Oklahoma School Budgets Cut By 3%
School budgets in the Sooner State are cut across the board by 3%.
Miami Schools Interim Superintendent says “This is 46 years for me in education. There’s no doubt this is by far the worst economic situation I’ve seen for education in my career. These cuts are going to go deep.”
For the Miami School District that means about $125-135,000 loss for the rest of the school year
“We’ll have to reduce expenditures. We may not be able to buy all the textbooks we want, may not be able to do all the professional development we want, may not be able to buy the materials we want for the teachers. We may very well see class size increase next year.”
“We’re running about 20 to 25 kids so increasing that by a few, probably closer to the 25 and up,” says Miami Schools Federal Programs & Special Education Director Melissa McCullough.

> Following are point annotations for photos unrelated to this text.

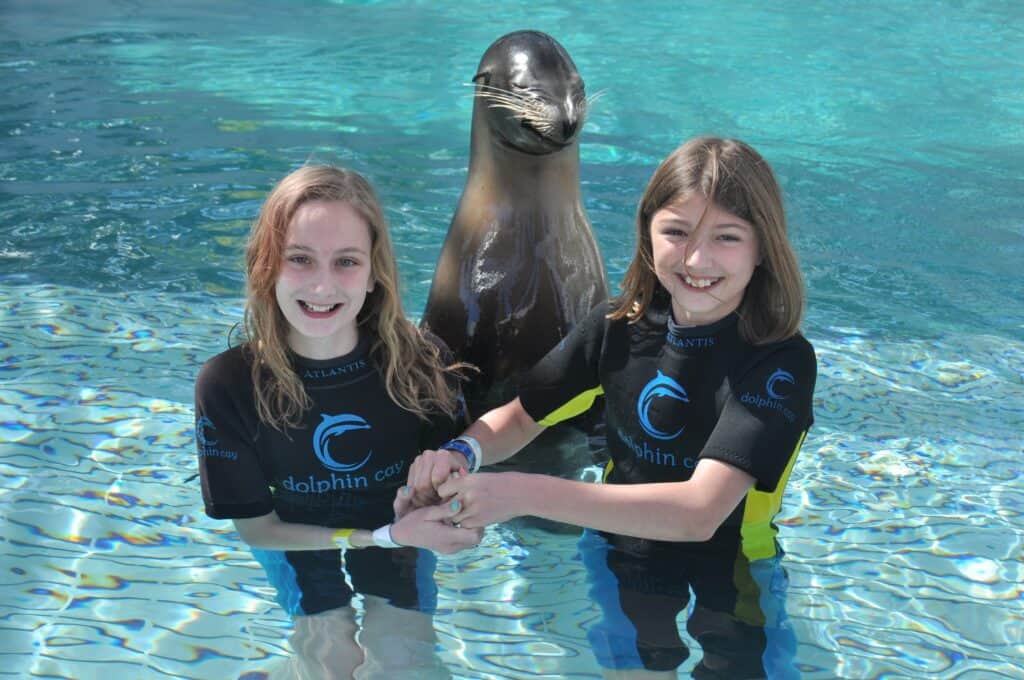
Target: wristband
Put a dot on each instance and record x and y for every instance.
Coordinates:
(343, 539)
(382, 538)
(469, 448)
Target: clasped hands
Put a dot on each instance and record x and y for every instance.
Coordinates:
(439, 477)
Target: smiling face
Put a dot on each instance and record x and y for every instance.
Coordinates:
(705, 264)
(325, 277)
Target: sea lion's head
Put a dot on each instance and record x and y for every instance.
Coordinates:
(535, 98)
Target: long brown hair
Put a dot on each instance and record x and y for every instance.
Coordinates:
(733, 176)
(415, 374)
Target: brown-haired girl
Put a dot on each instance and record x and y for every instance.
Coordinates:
(708, 387)
(306, 429)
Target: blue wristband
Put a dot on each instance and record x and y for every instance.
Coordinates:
(464, 449)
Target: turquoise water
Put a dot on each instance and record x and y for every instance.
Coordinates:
(139, 138)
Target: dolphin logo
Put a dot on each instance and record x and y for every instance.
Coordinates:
(332, 426)
(775, 382)
(201, 425)
(659, 386)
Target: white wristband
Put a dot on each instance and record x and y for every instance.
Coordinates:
(477, 452)
(382, 538)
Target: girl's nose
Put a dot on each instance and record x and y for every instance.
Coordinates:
(697, 252)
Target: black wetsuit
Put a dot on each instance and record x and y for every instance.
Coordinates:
(673, 396)
(341, 468)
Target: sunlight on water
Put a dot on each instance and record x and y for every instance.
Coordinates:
(138, 146)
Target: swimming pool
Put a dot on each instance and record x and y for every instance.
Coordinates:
(138, 140)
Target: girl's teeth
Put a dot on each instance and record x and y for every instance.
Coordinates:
(699, 283)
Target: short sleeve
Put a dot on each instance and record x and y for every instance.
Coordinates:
(566, 381)
(767, 414)
(233, 483)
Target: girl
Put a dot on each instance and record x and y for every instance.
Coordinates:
(306, 429)
(708, 387)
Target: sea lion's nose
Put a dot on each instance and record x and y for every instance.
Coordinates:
(569, 126)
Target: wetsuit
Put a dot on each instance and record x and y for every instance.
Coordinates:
(673, 396)
(340, 468)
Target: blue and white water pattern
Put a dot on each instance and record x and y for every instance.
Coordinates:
(137, 139)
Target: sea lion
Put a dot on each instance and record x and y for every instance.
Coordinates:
(519, 266)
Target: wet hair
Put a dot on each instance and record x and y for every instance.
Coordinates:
(734, 177)
(415, 374)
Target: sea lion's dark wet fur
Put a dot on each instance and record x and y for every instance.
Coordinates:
(520, 265)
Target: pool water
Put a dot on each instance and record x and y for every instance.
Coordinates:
(138, 140)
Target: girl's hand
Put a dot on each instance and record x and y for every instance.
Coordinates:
(484, 498)
(431, 527)
(430, 470)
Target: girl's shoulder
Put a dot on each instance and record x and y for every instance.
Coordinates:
(795, 353)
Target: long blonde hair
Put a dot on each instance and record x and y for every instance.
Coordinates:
(415, 374)
(733, 176)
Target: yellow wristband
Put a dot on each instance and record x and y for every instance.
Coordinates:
(343, 538)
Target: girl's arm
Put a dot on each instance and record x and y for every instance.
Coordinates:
(422, 528)
(689, 510)
(501, 432)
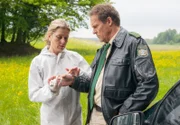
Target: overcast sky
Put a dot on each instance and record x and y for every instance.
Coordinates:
(146, 17)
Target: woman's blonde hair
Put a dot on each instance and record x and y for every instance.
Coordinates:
(54, 25)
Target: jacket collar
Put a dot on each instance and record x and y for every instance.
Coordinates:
(119, 39)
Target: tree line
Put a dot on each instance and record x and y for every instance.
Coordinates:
(22, 21)
(170, 36)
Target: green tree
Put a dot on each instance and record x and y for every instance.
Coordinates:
(170, 36)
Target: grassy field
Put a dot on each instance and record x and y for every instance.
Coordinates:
(15, 107)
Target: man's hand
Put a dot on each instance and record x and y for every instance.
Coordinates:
(74, 71)
(67, 80)
(54, 83)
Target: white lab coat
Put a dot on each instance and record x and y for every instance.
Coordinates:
(62, 108)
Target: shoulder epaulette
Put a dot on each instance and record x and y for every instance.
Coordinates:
(134, 34)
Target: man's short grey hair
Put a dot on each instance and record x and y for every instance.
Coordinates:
(104, 11)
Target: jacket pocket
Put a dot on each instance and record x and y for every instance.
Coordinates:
(120, 61)
(117, 94)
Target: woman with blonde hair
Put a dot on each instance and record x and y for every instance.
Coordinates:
(60, 105)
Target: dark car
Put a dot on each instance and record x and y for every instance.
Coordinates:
(165, 112)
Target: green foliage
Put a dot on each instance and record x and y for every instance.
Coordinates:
(22, 21)
(15, 107)
(167, 37)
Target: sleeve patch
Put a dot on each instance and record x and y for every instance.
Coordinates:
(142, 51)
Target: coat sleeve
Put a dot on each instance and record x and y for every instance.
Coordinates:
(82, 82)
(144, 76)
(38, 92)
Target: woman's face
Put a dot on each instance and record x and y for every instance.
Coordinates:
(58, 40)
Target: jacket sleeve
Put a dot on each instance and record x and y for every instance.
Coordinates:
(145, 77)
(38, 92)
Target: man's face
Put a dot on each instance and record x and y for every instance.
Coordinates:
(102, 30)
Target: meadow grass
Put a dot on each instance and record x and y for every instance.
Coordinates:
(15, 107)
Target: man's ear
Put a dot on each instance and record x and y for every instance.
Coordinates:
(109, 21)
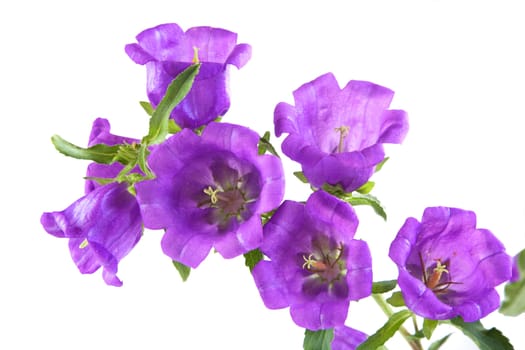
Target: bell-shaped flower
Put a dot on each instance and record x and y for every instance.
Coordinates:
(448, 267)
(346, 338)
(316, 267)
(167, 50)
(209, 191)
(105, 224)
(337, 135)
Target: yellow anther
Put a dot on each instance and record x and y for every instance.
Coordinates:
(84, 244)
(308, 262)
(435, 277)
(212, 193)
(440, 268)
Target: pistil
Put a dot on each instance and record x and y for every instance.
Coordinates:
(343, 132)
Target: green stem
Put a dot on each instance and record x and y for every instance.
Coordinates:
(415, 344)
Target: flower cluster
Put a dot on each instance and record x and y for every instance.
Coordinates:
(209, 184)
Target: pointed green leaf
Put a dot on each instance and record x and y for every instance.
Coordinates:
(368, 199)
(514, 302)
(318, 340)
(437, 344)
(386, 332)
(184, 271)
(176, 91)
(366, 188)
(173, 127)
(396, 299)
(252, 258)
(383, 286)
(100, 153)
(485, 339)
(300, 176)
(147, 107)
(265, 145)
(428, 327)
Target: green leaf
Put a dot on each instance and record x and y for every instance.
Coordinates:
(386, 332)
(100, 153)
(176, 91)
(265, 145)
(437, 344)
(356, 198)
(252, 258)
(396, 299)
(368, 199)
(184, 271)
(381, 163)
(173, 127)
(300, 176)
(366, 188)
(147, 107)
(428, 327)
(514, 302)
(318, 340)
(485, 339)
(383, 286)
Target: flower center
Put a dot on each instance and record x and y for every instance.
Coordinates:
(326, 264)
(229, 202)
(437, 277)
(343, 133)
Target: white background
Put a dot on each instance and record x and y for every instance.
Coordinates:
(457, 68)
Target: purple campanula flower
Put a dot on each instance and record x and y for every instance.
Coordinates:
(337, 134)
(515, 269)
(209, 191)
(316, 266)
(346, 338)
(448, 267)
(167, 50)
(105, 224)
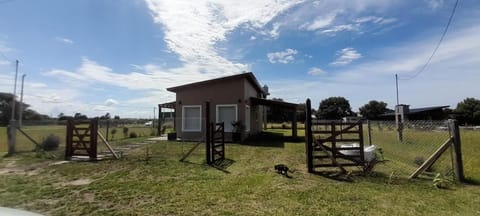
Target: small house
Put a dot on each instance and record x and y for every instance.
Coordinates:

School officials say the cuts will hit hard this year, but they’re more worried about the future cuts expected coming down the pipeline.
McCullough says “We’ve been cut for several years and it’s you know, how much more can we take.”
Interim Superintendent Terry James says no teachers will be given pink slips, but administrators will consider whether or not to fill vacant positions once teachers retire.
“As a general rule 85 cents of every dollar goes for personnel. So the only way a school can save substantial money is in positions. Certainly in Miami no one will lose their position.”
School officials say they were expecting the cuts in wake of the revenue failure affecting all of the Oklahoma state government. But Interim Superintendent James say it’s too early to tell how big of an overall impact the cuts will make on education since the state board just met to approve the cuts yesterday.